Rainha Elizabeth morre: Rei Charles chega a Londres

Londres – quando? Chris Levineuma artista canadense, que foi contratada para fazer um retrato em 3D da rainha Elizabeth II, que morreu na Escócia na quinta-feira, adotou uma abordagem incomum para fazê-la relaxar.

Queimando incenso na sala amarela do Palácio de Buckingham, onde as filmagens estavam ocorrendo, Levine instalou uma escultura de luz para suavizar suavemente as cores suaves por toda parte. Mais tarde, incentive a Rainha a fechar os olhos entre as tomadas e se concentrar em sua respiração como se estivesse na aula de meditação.

“Olhando para trás, foi totalmente surreal”, disse Levine em entrevista em fevereiro. Ele relembra seus encontros com o rei: “Eu estava tentando transcender o caráter da rainha, até a própria essência de seu ser”. “É aqui que está a verdadeira beleza.”

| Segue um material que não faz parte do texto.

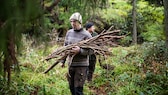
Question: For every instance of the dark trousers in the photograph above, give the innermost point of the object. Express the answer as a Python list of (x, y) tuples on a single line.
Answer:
[(76, 78), (91, 69)]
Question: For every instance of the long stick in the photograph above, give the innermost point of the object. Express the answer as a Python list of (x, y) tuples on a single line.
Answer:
[(52, 66)]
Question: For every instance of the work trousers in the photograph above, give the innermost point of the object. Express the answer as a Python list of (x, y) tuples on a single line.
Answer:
[(76, 78)]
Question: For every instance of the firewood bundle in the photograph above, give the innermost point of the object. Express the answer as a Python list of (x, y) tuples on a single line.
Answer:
[(99, 44)]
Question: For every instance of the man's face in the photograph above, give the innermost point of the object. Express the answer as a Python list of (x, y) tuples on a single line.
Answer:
[(75, 24), (91, 29)]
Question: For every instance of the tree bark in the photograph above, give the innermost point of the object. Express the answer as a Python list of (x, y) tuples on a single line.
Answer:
[(165, 2), (134, 22)]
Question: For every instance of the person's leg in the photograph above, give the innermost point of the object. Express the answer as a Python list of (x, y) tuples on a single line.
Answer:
[(70, 78), (80, 77), (91, 69)]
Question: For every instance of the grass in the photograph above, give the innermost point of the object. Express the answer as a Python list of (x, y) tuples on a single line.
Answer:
[(127, 78)]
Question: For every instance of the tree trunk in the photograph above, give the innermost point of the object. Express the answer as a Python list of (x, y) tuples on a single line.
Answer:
[(134, 22), (165, 2)]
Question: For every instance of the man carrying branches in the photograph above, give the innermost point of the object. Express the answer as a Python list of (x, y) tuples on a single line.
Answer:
[(78, 58)]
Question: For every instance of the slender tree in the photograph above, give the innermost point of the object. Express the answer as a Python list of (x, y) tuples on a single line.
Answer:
[(134, 22), (166, 20)]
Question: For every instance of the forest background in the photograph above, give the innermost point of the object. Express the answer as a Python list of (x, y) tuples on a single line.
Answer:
[(30, 30)]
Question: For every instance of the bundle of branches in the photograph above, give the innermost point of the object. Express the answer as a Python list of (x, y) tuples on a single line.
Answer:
[(99, 44)]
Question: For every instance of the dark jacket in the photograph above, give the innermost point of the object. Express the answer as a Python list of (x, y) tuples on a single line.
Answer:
[(82, 58)]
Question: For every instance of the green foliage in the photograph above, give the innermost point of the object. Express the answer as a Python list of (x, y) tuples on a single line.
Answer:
[(149, 20)]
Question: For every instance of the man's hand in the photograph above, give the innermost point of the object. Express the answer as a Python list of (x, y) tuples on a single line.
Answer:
[(75, 50)]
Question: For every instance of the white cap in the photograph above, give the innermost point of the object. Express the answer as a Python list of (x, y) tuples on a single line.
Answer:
[(76, 16)]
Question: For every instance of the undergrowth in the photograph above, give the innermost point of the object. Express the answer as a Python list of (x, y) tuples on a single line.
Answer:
[(139, 70)]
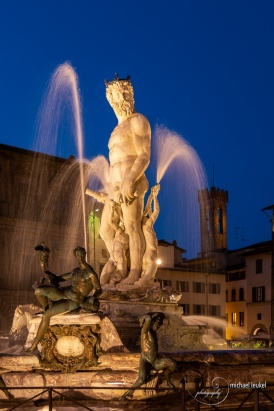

Os métodos de Levine podem não ser convencionais, mas ela produziu muitos retratos famosos da rainha, em particular.”leveza do serque ele imaginou com os olhos fechados, como se ela tivesse caído em um momento de contemplação espiritual.

Segundo Finn, quando o fotógrafo de moda Mario Testino viu “a leveza do ser”, disse: “As pessoas precisam ver isso. É a foto mais bonita”. Levine disse que espera que a foto seja amplamente compartilhada nas redes sociais após a morte da rainha.

A rainha Elizabeth sentou-se para centenas de retratos oficiais como Levine durante as sete décadas no trono britânico. Mas como foi para os artistas conhecê-la e tentar criar uma imagem distinta? Conversamos com os três artistas por trás dos principais retratos da rainha para descobrir.

Abaixo estão trechos editados dessas conversas.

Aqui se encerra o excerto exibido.